The sadness caused by this event has become the Lawyer’s main and most vital element of life, giving him a sense of pleasure that becomes an addiction. His grief has also suddenly made everybody have compassion towards him: the neighbor bakes him a cake, the dry-cleaners give him a discount, and he shares an emotional moment with an employee. His life has never been better than it is now that he is a sad, pitied person.
Then one day, his wife wakes up from the coma. Her return home radically changes his recently established everyday life of pity and sorrow. Sadness is now replaced by joy and he is overwhelmed by a yearning to go back to the previous, mournful state. He begins to invent ways to attract the pity that he has come to enjoy so much. He makes sure to destroy any happy moment that arrives, at first as part of a master-plan, but gradually with more frivolity and naiveté he totally loses control of himself.

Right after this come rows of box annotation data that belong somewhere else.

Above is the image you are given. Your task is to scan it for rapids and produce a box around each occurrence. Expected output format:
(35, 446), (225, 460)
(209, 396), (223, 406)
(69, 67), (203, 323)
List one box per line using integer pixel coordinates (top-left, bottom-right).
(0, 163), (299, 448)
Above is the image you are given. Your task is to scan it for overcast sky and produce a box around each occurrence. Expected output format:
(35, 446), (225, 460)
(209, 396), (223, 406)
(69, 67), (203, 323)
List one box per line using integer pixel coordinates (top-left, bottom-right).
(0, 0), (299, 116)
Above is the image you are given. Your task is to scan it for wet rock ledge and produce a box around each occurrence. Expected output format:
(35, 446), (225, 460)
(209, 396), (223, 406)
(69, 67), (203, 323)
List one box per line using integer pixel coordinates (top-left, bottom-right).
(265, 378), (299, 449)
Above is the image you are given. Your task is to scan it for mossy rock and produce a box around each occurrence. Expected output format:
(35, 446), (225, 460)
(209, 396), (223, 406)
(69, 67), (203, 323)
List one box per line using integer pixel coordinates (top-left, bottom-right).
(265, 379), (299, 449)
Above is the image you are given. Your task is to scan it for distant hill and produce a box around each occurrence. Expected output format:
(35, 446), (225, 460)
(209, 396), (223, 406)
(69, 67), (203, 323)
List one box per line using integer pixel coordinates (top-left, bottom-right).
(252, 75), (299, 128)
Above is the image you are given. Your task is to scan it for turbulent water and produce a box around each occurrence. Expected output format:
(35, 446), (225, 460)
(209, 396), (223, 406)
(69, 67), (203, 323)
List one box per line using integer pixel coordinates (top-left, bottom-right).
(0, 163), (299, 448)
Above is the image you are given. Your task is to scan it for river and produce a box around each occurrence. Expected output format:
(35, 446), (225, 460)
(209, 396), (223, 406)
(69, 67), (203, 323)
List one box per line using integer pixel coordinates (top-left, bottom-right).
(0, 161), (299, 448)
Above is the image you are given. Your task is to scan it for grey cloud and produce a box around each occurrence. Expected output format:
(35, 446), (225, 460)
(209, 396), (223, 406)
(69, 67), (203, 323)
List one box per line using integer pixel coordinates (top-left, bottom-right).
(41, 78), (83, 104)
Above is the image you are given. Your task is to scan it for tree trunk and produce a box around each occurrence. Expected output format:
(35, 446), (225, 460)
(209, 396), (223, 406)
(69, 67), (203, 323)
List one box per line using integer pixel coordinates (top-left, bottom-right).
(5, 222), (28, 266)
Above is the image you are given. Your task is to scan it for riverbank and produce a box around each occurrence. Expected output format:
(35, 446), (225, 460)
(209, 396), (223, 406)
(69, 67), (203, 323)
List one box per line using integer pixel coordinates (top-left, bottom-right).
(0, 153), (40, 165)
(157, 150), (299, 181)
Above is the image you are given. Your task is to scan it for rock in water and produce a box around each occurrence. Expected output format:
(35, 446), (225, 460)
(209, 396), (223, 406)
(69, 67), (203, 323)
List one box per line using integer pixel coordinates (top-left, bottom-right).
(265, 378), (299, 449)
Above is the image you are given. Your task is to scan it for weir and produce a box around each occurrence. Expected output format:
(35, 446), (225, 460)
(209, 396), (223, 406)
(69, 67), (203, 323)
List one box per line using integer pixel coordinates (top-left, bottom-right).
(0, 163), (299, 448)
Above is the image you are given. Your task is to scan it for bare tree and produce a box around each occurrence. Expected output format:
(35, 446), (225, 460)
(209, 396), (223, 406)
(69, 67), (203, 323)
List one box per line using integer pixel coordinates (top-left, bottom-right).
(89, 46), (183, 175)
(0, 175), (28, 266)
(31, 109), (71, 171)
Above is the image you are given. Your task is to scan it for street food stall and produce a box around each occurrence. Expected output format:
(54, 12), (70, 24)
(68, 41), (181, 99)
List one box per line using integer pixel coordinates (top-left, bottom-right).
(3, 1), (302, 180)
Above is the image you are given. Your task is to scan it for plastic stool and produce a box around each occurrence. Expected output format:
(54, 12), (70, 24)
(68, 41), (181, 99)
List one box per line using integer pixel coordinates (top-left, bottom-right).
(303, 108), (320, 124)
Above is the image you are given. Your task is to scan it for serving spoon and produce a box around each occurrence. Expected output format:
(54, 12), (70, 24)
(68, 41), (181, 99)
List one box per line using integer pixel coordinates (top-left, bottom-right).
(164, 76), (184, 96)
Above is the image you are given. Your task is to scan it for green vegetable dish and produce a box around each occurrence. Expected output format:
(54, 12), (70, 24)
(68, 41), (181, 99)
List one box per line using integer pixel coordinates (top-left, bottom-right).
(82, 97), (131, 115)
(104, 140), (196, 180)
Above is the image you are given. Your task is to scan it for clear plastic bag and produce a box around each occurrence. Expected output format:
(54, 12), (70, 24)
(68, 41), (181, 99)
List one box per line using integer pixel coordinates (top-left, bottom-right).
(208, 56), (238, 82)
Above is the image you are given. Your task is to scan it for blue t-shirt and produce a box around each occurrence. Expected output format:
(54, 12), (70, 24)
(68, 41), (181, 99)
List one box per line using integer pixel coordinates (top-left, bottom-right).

“A disturbing and oftentimes very funny satire-drama, Pity is about that complex, primal human craving called empathy and the distance we’re willing to go to summon it.”
— Tomris Laffly, RogerEbert.com
“…as-Greek-as-it-gets black comedy. Pity, keeps the tone and pace austere, its stray lunges of overt gallows humor sticking like a knife between the ribs.”
— Guy Lodge, Variety
“As stylized as Makridis’ second feature is, it’s grounded in recognizable behavior, and its sly, dry playfulness reverberates with fascinating questions about emotions and how we portray them.”